Es war einmal ein Tag im Advent. In der Mariahilferstraße herrschte trotz Corona, reges Treiben. Fast wäre ich an den Mann, an der Straßenecke, vorbeigelaufen. Eine kleine Geste ließ mich stocken. Im Augenwinkel sah ich, wie zärtlich er seinen Hund streichelte.
Ich wollte ihm kein Geld geben. Irgendwas hielt mich zurück. So holte ich eine Tüte Kastanien und Bratkartoffeln und brachte sie dem Mann.
Anders als andere Obdachlose war dieser gepflegt, seine Kleidung sauber. Er nahm einen Schluck aus der Mineralwasser-Flasche. Mit dem weißen Bart sah er ein bisschen aus, wie der Weihnachtsmann. Der Mann saß auf dem kalten Boden, sein Hund neben ihm, in eine Decke gehüllt.
„Warum ist der Hund zugedeckt und Sie sitzen auf dem bloßen Asphalt?“, fragte ich erstaunt.
„Was meinen Sie, wie mich die Leute beschimpfen würden, wenn sie sehen, dass der Hund friert.“
„Und Ihnen? Ist Ihnen nicht kalt?“
„Man gewöhnt sich daran. Ich stehe alle zwei Stunden auf und bewege mich. Außerdem gibt mir mein Hund Wärme ab. Hier und hier.“ Dabei zeigte er auf seinen Oberschenkel, an dem der Hund lehnte und auf sein Herz. „Einzig meine Hände werden manchmal klamm.“
„Wie kommen Sie auf die Straße?“
„Das Übliche: Job, Frau und Wohnung verloren, Fehler gemacht, Straße.“
Nachdenklich ging ich davon. Eigenartig, auf einem Hund wird besser geschaut, als auf einem Menschen. Was sind wir bloß für eine Gesellschaft!
Am nächsten Tag besorgte ich ein paar Weihnachtsgeschenke. Auch Handschuhe.
Ich fuhr in die Mariahilferstraße und suchte nach dem Mann. Vergebens. Traurig ging ich nachhause.

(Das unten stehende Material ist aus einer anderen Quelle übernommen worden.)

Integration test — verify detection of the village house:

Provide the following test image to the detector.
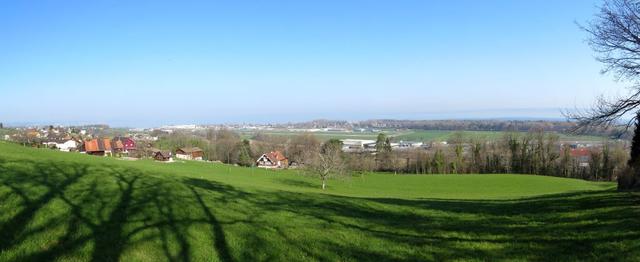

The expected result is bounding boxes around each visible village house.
[42,139,79,152]
[153,151,173,162]
[176,147,204,160]
[256,151,289,168]
[570,147,591,167]
[112,136,136,153]
[80,138,111,156]
[340,139,376,152]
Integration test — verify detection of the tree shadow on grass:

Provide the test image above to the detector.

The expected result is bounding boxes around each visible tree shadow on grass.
[0,157,640,261]
[0,161,231,261]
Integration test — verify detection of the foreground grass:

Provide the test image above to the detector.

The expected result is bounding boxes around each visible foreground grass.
[0,143,640,261]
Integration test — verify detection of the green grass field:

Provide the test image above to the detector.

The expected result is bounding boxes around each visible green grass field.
[0,142,640,261]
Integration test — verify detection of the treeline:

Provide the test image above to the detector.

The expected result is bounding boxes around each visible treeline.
[156,129,628,180]
[370,131,628,180]
[277,119,631,138]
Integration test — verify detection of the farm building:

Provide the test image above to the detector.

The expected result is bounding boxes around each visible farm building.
[340,139,376,152]
[176,147,204,160]
[49,139,78,152]
[113,136,136,153]
[153,151,172,162]
[256,151,289,168]
[80,138,111,156]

Doch ich gab nicht auf. Ich schaute immer wieder bei der Stelle vorbei, bis ich ihn endlich antraf. Hektisch überreichte ich ihm das Weihnachtspäckchen und wollte schon davon gehen, als auf einmal der Hund unter der Decke hervorkroch. Es war, als wollte er seinem Herrchen, was ins Ohr flüstern. Ich zwinkerte. Dann nochmal. Das konnte nicht sein. Der Mann sah aus wie – Jesus. Ich habe wirklich Stress! Ich schloss meine Augen und alle Hektik fiel von mir ab. Ein Gefühl von Ruhe und Frieden bereitete sich aus. Ich wollte die Stimmung festhalten und ließ die Augen geschlossen, bis ich einen leichten Druck spürte. Der Mann hatte beide Hände auf meinen Kopf gelegt und sagte „Alles wird gut!“
Ich weiß, dass er gestorben ist, trotzdem lebt er heute noch.